Not really related but my one piece of advice if you’re looking at training half seriously is to never, ever try to catch a run back up. If you can’t go out, you can’t go out, just forget it and move on (I missed a 20k when I was marathon training cause I was on holiday, crammed it into a rest day the following week, nearly ruined my marathon through tendonitis)
Was talking with my therapist about it a week or two ago. Going out for a run is about the only time my head completely clears - faffing around with wires and/or carrying (even a tiny) player takes me out of that space (plus, when I started back in 2005, wireless headphones and tiny lightweight players weren’t a thing, so I got used to not having them, innit.
I would love to be able to so I am jealous. I feel my head is clear when I run and I couldn’t for the life of you tell you a single song I listened to so I should try without one day!
Park run is a great place to try it. Loads of people around and too short to get bored
I know a lot of people struggle without the distraction of music or a book, so I won’t pretend it’s easy or right for everyone, but I do think if it’s something you’re able to manage then you’d find it quite liberating.

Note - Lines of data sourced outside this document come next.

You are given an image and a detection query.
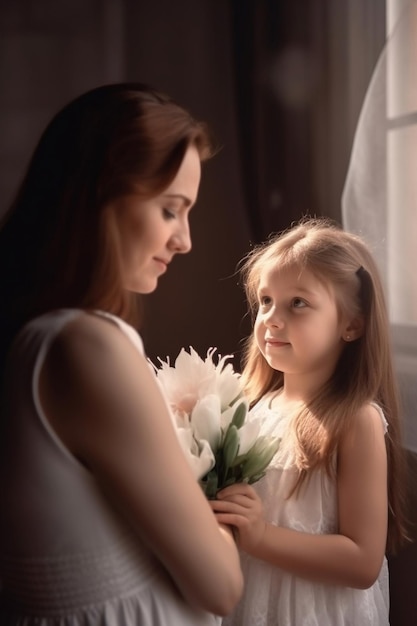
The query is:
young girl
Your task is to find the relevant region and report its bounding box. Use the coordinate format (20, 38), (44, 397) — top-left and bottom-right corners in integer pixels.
(212, 219), (404, 626)
(0, 83), (242, 626)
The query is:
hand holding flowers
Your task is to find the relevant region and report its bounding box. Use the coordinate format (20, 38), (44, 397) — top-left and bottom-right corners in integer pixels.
(154, 347), (279, 499)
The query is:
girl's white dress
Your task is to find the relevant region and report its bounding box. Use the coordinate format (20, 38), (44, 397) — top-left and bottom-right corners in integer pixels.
(0, 310), (219, 626)
(223, 395), (389, 626)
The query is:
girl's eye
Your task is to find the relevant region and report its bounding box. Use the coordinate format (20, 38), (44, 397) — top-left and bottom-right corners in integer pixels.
(162, 208), (176, 220)
(259, 296), (272, 306)
(291, 298), (307, 309)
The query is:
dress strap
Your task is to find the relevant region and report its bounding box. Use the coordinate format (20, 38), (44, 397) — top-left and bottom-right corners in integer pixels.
(371, 402), (388, 435)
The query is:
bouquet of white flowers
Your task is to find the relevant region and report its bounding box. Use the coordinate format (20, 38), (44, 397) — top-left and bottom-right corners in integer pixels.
(153, 347), (279, 498)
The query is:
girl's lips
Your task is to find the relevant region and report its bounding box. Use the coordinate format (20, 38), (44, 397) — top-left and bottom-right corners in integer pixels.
(154, 258), (168, 272)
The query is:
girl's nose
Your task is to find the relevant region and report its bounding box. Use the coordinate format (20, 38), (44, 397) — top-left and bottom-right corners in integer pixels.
(264, 307), (285, 328)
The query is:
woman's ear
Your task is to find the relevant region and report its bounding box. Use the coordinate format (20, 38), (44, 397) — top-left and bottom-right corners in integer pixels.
(342, 316), (365, 342)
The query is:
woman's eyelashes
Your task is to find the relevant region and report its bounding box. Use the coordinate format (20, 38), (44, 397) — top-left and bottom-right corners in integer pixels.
(162, 207), (177, 220)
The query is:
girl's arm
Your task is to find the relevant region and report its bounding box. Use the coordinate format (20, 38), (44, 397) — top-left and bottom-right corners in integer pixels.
(40, 314), (243, 615)
(212, 405), (388, 589)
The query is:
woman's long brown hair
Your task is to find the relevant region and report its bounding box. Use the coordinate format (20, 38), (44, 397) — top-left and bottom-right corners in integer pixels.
(0, 83), (213, 371)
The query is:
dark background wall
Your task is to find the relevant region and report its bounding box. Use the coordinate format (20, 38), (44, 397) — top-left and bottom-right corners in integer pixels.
(0, 0), (385, 366)
(0, 0), (417, 626)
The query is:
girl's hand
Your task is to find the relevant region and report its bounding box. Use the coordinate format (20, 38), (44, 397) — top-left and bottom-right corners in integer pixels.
(210, 483), (266, 554)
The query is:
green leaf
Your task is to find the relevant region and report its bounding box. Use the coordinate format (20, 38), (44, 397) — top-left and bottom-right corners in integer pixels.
(231, 402), (247, 428)
(223, 423), (239, 470)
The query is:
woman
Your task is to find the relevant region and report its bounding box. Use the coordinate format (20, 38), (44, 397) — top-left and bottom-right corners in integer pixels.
(0, 84), (242, 626)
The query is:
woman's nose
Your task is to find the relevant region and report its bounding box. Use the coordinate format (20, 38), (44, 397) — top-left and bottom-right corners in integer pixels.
(171, 222), (192, 254)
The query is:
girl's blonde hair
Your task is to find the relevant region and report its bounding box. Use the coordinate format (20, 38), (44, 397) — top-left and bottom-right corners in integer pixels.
(241, 218), (405, 550)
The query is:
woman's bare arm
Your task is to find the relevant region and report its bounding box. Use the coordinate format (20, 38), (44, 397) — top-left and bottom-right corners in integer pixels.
(40, 314), (243, 615)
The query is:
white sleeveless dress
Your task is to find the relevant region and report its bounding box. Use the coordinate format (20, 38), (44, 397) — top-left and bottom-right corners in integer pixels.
(222, 395), (389, 626)
(0, 310), (220, 626)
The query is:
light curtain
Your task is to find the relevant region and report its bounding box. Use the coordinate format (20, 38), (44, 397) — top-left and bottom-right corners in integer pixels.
(342, 0), (417, 452)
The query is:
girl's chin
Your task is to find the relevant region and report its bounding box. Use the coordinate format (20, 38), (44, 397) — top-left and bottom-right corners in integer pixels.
(127, 278), (158, 295)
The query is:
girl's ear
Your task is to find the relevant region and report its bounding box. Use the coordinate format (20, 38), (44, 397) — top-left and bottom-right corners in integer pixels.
(342, 316), (365, 342)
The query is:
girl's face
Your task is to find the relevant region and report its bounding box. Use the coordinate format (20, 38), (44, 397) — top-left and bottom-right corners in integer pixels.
(254, 267), (348, 385)
(110, 146), (201, 293)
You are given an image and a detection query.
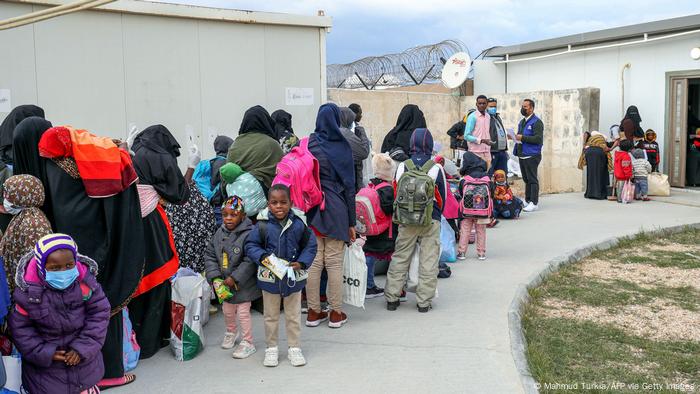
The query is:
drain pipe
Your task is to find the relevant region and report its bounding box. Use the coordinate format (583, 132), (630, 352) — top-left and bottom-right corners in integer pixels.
(620, 63), (632, 116)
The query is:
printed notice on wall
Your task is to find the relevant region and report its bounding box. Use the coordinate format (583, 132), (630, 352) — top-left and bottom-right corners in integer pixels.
(286, 88), (314, 105)
(0, 89), (12, 112)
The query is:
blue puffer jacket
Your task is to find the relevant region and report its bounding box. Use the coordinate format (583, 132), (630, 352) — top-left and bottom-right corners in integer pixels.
(245, 209), (316, 297)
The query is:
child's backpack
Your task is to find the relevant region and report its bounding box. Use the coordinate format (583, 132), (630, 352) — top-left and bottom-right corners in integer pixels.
(462, 175), (493, 218)
(272, 137), (325, 212)
(355, 182), (391, 236)
(393, 159), (435, 226)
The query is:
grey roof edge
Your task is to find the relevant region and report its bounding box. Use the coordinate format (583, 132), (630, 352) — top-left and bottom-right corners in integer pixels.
(485, 14), (700, 56)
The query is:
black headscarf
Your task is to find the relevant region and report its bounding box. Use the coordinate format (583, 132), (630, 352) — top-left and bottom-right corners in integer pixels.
(382, 104), (427, 154)
(214, 135), (233, 157)
(270, 109), (294, 136)
(0, 105), (44, 164)
(133, 125), (190, 204)
(238, 105), (279, 140)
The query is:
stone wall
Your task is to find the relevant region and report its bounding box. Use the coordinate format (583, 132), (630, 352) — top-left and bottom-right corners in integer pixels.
(328, 88), (600, 193)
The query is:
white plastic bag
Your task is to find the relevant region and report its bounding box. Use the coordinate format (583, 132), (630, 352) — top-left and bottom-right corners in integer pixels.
(170, 269), (211, 361)
(343, 242), (367, 309)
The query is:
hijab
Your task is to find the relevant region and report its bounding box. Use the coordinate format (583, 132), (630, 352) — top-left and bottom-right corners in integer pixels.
(238, 105), (276, 140)
(0, 105), (44, 164)
(313, 103), (355, 190)
(270, 109), (294, 136)
(382, 104), (427, 152)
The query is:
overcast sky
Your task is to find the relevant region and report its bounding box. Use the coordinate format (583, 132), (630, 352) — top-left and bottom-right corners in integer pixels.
(156, 0), (700, 64)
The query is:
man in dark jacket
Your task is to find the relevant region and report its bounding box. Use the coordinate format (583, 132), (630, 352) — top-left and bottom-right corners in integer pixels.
(486, 98), (508, 176)
(514, 99), (544, 212)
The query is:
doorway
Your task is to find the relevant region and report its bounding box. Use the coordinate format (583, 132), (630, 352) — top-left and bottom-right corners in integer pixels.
(662, 71), (700, 187)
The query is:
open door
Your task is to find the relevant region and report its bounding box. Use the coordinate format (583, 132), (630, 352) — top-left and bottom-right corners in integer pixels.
(666, 77), (688, 187)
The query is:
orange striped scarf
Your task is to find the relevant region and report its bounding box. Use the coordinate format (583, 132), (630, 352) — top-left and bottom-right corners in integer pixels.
(39, 126), (138, 198)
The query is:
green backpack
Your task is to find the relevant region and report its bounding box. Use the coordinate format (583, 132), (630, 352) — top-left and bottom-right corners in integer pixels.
(393, 159), (435, 226)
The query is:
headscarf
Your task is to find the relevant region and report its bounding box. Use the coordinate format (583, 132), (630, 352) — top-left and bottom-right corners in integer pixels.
(238, 105), (279, 140)
(214, 135), (233, 157)
(226, 196), (245, 212)
(313, 103), (355, 190)
(0, 105), (44, 164)
(34, 233), (78, 277)
(382, 104), (427, 153)
(0, 175), (52, 288)
(270, 109), (294, 136)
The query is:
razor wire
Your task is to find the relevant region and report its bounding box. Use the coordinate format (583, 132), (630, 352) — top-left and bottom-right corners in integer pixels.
(326, 40), (468, 90)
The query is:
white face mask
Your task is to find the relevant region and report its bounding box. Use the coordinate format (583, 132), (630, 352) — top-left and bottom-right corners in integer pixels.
(2, 199), (22, 215)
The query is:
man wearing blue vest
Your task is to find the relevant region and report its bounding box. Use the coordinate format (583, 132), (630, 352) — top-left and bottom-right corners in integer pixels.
(513, 99), (544, 212)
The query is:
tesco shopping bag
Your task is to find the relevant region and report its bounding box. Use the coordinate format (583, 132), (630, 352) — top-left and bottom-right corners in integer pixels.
(170, 269), (211, 361)
(343, 242), (367, 309)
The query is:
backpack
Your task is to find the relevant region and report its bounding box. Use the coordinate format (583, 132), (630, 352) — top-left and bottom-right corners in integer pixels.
(393, 159), (435, 226)
(272, 137), (325, 212)
(355, 182), (391, 236)
(461, 175), (493, 218)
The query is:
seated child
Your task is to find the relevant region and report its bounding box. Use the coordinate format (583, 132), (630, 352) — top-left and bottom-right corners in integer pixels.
(9, 234), (110, 393)
(493, 170), (523, 219)
(632, 149), (652, 201)
(245, 184), (316, 367)
(204, 196), (260, 358)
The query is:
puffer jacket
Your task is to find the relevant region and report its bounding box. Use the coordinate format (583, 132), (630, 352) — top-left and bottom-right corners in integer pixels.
(204, 218), (261, 304)
(9, 253), (110, 394)
(245, 208), (317, 297)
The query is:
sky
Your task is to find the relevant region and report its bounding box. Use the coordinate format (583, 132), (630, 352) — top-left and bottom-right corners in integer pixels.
(154, 0), (700, 64)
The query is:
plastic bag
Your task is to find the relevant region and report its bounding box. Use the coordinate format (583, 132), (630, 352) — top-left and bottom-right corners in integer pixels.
(170, 268), (211, 361)
(440, 216), (457, 263)
(648, 172), (671, 197)
(343, 242), (367, 309)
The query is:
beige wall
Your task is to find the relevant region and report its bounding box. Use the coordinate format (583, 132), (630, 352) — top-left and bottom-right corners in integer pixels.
(328, 88), (600, 193)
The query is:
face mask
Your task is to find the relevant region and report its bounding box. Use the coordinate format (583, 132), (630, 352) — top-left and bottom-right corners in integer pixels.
(46, 267), (78, 290)
(2, 200), (22, 215)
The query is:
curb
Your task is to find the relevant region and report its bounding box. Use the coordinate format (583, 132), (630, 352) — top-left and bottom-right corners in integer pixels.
(508, 223), (700, 394)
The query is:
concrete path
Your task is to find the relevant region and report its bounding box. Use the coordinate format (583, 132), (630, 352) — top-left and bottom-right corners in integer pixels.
(117, 194), (700, 394)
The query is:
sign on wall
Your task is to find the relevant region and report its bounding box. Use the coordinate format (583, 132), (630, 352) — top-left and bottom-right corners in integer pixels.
(0, 89), (12, 112)
(285, 88), (314, 105)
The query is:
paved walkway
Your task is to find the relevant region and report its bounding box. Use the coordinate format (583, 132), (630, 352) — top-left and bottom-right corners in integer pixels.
(115, 194), (700, 394)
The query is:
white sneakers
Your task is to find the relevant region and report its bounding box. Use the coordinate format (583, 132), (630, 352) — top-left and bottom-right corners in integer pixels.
(523, 202), (539, 212)
(231, 339), (257, 359)
(263, 347), (306, 367)
(221, 332), (236, 350)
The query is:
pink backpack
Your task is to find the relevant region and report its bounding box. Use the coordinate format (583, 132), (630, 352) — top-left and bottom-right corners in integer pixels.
(355, 182), (391, 236)
(272, 137), (325, 212)
(461, 176), (493, 218)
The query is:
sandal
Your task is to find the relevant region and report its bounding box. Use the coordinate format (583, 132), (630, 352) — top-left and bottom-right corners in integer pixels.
(97, 373), (136, 390)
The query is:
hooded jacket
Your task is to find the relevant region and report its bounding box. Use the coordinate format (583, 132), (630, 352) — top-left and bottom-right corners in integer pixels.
(245, 209), (317, 297)
(204, 218), (261, 304)
(9, 252), (110, 394)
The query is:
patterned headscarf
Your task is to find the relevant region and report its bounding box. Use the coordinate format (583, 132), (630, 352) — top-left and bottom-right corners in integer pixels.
(226, 196), (245, 212)
(0, 175), (52, 290)
(34, 233), (78, 276)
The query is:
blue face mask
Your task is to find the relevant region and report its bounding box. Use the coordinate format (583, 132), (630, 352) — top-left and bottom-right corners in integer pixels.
(46, 266), (78, 290)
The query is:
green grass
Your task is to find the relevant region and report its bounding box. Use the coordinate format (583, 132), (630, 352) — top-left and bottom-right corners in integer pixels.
(522, 229), (700, 393)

Fwiw I much prefer running with music esp. Over an hour or so but it’s worth trying different things
Yeah I know but it’s just something I struggle with a lot when it comes to exercise (mainly cause I think I struggle with weight issues so I equate missing exercise to putting on weight which I KNOW is not the case). I feel an intense amount of guilt if I say i’m going to do a certain exercise thing at that point then don’t do it.
BUT I’m trying to take a step back from doing an intense amount of exercise so i’m hoping I can get into a proper routine/plan with the running before I move further away from my gym and therefore less able to do as much stuff.
Yeah I’m the same. Got properly maybe overly obsessed and single minded in the build up to the marathon. I guess you need that mentality to some extent to force you out when it’s cold or wet but I definitely pushed it too far
It’s quite a struggle! Like this week with xmas parties and subsequent hangovers, I KNOW i’ll have to bail on the running for the week and i’m even like “well if i don’t drink at the xmas party I could run in on Thursday” and then i’m like WTF ARE YOU TALKING ABOUT JUST TAKE 2 DAYS OFF FFS
Literally haven’t been for a run since I did my Marathon but I don’t listen to anything when I’m going for a long run/bike ride for similar reasons to yourself. Having hours for your brain to think to itself sounds like a terrible idea and I get why people think they need the distraction, but it’s been totally the opposite for me.
When I’m not running or on the bike I spend far less time dwelling on stupid stuff. It’s like my brain uses that time alone to just file all that stuff away.
I’m a far less depressed, less anxious mess of a person when I’m exercising regularly and that’s probably the main reason I enjoy running and cycling. Being physically fit is just a useful side effect of that and being a bit competitive keeps me locked into keeping going with it.
It’s probably a pretty unhealthy thing being so reliant on it but it’s the only way I’ve found to manage that sort of thing.
I’d recommend people giving it a proper shot. Just bin off the headphones for a month or two and see how you get on. Do a few long runs without music and see how you feel.
A good route can help with longer runs as well, I usually go along the canal from stoke newington to victoria park and then round that, it’s much nicer than being stuck on a narrow pavement.
Longer distances may seem intimidating but if you build it up slowly and gradually they just become normal. I really like running in the cold, with a long sleeve t-shirt, hat and gloves you barely notice it, especially after the first mile.